The world is currently seeing unprecedentedly high numbers of displaced peoples. Domestically, Canada faces growing tensions around immigration, race, discrimination, and systemic violence. It’s increasingly easy to forget the faces behind the numbers; human lives often get boiled down to statistics or identity politics.

A new novel published by Penguin Random House, David Chariandy’s Brother, aims to address this. It focuses on those living in marginalized communities.

Brother is set in Chariandy’s native Scarborough suburbs. Set in the early nineties, Brother follows the lives of two second-generation, mixed-heritage Trinidadian-Canadian brothers, Michael and Francis, as they navigate the violent, stifling fringes of the city and grow up understanding that almost everybody, by default, underestimates them because of the colour of their skin.

As the narrator, Michael is quiet and reflective, a natural observer. Francis, the older brother, is magnetic and strong-willed; he hopes to carve out a space for himself in the music industry. Meanwhile, their mother — single and perpetually exhausted — works multiple jobs, tireless in her ambition to provide ‘opportunity’ for her sons.

However, facing the hostile realities of being Black in a prejudiced community, Michael and Francis collide directly with the fear-driven forces of a single bullet.

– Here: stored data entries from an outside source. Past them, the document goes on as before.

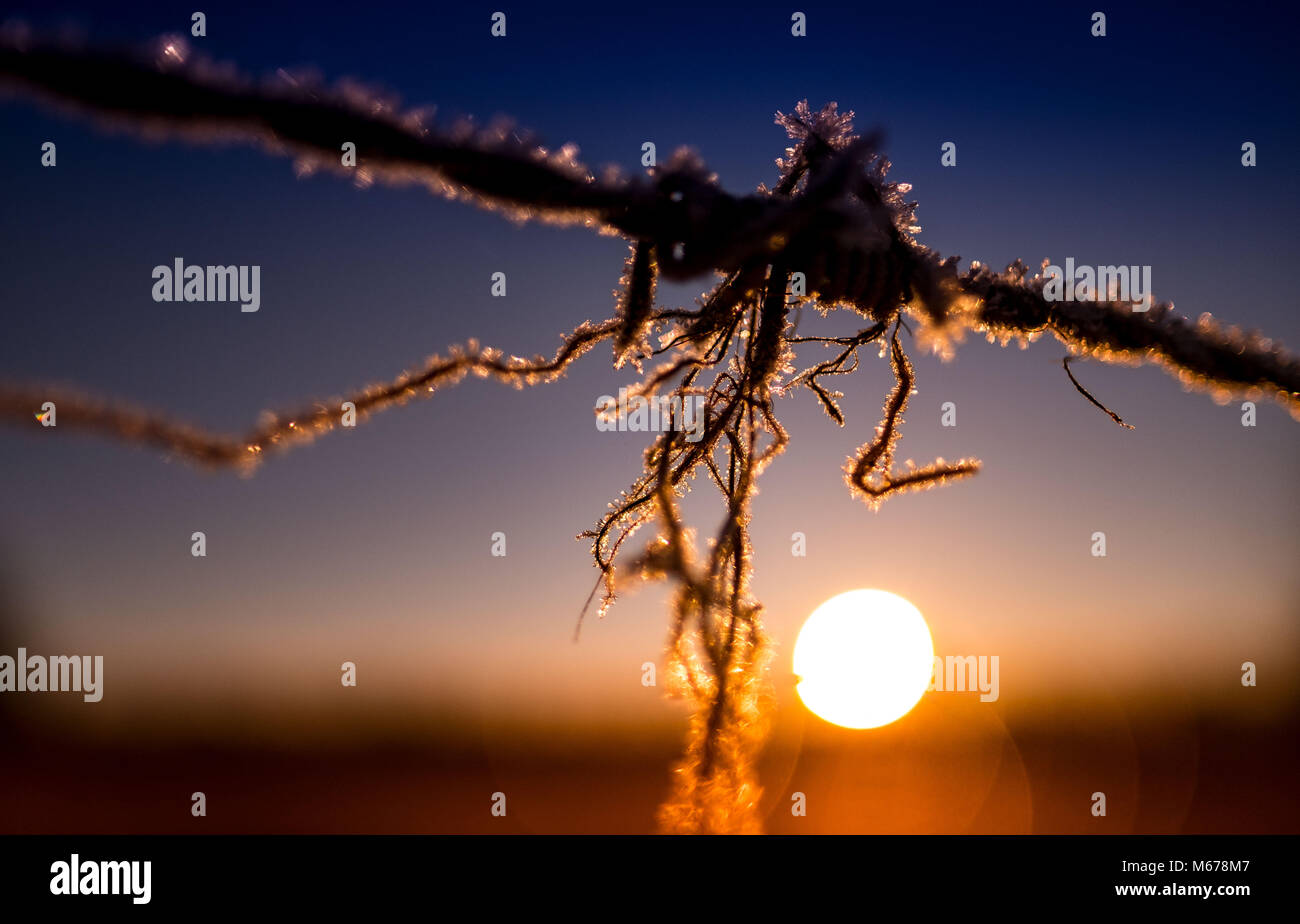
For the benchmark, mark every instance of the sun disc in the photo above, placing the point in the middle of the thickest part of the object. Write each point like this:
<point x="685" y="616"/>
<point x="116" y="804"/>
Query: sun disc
<point x="863" y="659"/>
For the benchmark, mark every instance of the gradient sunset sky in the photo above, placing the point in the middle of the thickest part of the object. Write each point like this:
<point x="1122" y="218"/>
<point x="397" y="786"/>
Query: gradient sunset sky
<point x="373" y="545"/>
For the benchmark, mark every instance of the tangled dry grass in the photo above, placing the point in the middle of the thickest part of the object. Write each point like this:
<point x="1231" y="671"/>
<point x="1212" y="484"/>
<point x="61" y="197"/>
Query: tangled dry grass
<point x="832" y="233"/>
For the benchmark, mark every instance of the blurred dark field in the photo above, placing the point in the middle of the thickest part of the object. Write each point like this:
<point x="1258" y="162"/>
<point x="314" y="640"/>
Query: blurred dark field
<point x="1204" y="776"/>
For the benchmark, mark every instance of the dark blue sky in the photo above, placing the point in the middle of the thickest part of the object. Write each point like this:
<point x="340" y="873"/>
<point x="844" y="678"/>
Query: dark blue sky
<point x="1116" y="150"/>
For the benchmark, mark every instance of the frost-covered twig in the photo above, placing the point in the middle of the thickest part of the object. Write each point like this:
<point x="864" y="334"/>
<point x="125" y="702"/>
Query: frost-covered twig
<point x="832" y="221"/>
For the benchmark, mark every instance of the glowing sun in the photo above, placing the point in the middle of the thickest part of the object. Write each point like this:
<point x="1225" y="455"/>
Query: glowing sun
<point x="863" y="659"/>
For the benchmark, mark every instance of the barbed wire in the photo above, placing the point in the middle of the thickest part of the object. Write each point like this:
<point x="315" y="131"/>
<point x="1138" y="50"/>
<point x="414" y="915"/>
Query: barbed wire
<point x="833" y="233"/>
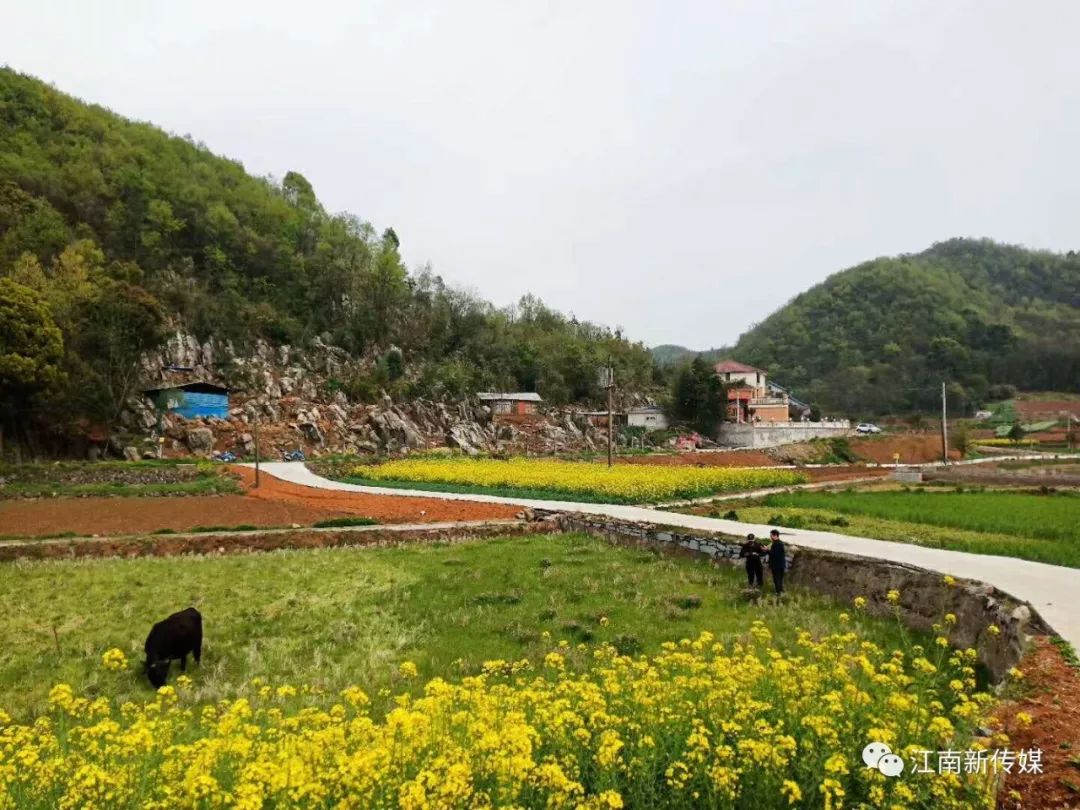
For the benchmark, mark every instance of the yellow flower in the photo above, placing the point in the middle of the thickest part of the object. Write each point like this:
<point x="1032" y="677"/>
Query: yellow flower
<point x="115" y="659"/>
<point x="792" y="792"/>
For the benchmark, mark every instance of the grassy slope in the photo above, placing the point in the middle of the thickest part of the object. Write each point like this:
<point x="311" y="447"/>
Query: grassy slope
<point x="1042" y="528"/>
<point x="335" y="617"/>
<point x="1049" y="517"/>
<point x="540" y="495"/>
<point x="124" y="478"/>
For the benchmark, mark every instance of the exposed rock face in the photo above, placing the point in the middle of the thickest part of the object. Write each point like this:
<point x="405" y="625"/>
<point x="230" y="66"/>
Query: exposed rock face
<point x="200" y="441"/>
<point x="286" y="391"/>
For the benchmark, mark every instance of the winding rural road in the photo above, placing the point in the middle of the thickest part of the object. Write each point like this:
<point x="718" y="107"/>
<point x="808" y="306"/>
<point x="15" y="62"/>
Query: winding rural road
<point x="1052" y="590"/>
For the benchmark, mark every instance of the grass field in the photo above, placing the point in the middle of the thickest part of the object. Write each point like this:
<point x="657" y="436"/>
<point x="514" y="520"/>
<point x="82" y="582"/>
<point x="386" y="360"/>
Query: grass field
<point x="336" y="617"/>
<point x="561" y="672"/>
<point x="544" y="478"/>
<point x="1024" y="525"/>
<point x="120" y="478"/>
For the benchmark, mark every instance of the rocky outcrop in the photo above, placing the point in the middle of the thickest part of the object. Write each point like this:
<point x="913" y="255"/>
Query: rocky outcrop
<point x="288" y="395"/>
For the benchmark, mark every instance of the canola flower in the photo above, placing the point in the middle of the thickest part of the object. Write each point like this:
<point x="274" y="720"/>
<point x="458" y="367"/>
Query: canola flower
<point x="697" y="725"/>
<point x="115" y="660"/>
<point x="628" y="483"/>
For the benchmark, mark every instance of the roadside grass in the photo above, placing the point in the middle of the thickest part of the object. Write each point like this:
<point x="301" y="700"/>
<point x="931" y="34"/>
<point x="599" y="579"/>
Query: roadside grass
<point x="336" y="617"/>
<point x="335" y="523"/>
<point x="116" y="478"/>
<point x="1043" y="528"/>
<point x="934" y="537"/>
<point x="530" y="494"/>
<point x="1050" y="516"/>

Throughout Brother, Chariandy offers a sincere meditation on grief in the aftermath of careless brutality, the bonds that hold families together, and the corrosive despair of being stuck in one place and tied down by poverty. The book is longlisted for the Scotiabank Giller Prize and is a finalist for the Rogers Writers’ Trust Fiction Prize, and rightly so.

The book is a jewel. I found that along with its blatant and honest portrayal of inequality, it’s filled with moments of grit, pride, courage, and hope. Although barely longer than a novella, Brother dazzles and devastates. It’s brutal, poetic, and palpable, all at once.

The Boat People

Palpability is the strength of The Boat People too, the beating of a human pulse that readers will feel within the pages. Bala successfully weaves distinct stories together, transitioning between three perspectives: those of Mahindan, a Sri Lankan refugee and the father of six-year-old Sellian; Priya, his second-generation Sri Lankan-Canadian lawyer; and Grace, a third-generation Japanese-Canadian adjudicator assigned with the task of deciding Mahindan’s future.

Bala’s tale opens up with the quotidian sounds, sights, and smells of a refugee boat, where all sense of time is lost. When Mahindan first sees the approaching horizon of a strip of land — Canada — a singular thought floods his mind: “We are safe.” And if, as readers, we’re unable to relate to his feeling of relief, we can certainly recognize the moment the refugees are met with protest: “Send the illegals back! Go home terrorists!”

Despite representing an accepting and tolerant sanctuary to Mahindan, he soon discovers that the country is full of fear and resentment. He’s separated from his son and placed in a prison cell as he waits to be granted asylum.

In our current global climate, many refugees and immigrants are treated with the same indignation and aggressive pushback. Where The Boat People excels is in its depiction of the politics and bureaucracy surrounding refugee status, and the organization of refugees’ lives.

According to Anita Chong, Senior Editor at McClelland & Stewart and editor of The Boat People, Bala’s poignant novel “asks us to reflect on the often too-cozy image that we have of Canada as a welcoming nation, an image that many Canadians have been especially proud to burnish in 2017 in comparison to what is happening in the United States. It asks us to remember that we have never been immune to the forces of fear and xenophobia.”

“Now that the worldwide refugee crisis has begun to push against Canada’s borders, Canadians are being asked to consider who should be allowed safe haven and who should be turned away,” added Chong.

One thing can be said for sure: both Brother and The Boat People are very timely additions to Canadian literature. They show how fiction is the antidote to hate and divisiveness, because of its ability to foster empathy for other ways of life and to recognize the universality of others’ struggles and joys.

Brother and The Boat People demand self-reflection. When we sing “O Canada” and pride ourselves in being “the True North strong and free,” we must ask ourselves a few questions: is freedom in Canada an exclusive term? If so, for whom is it reserved? Through the stories of Michael and Francis, and Mahindan and Sellian, we can learn to examine the powers of the institutions that are allowed to distribute or confiscate it.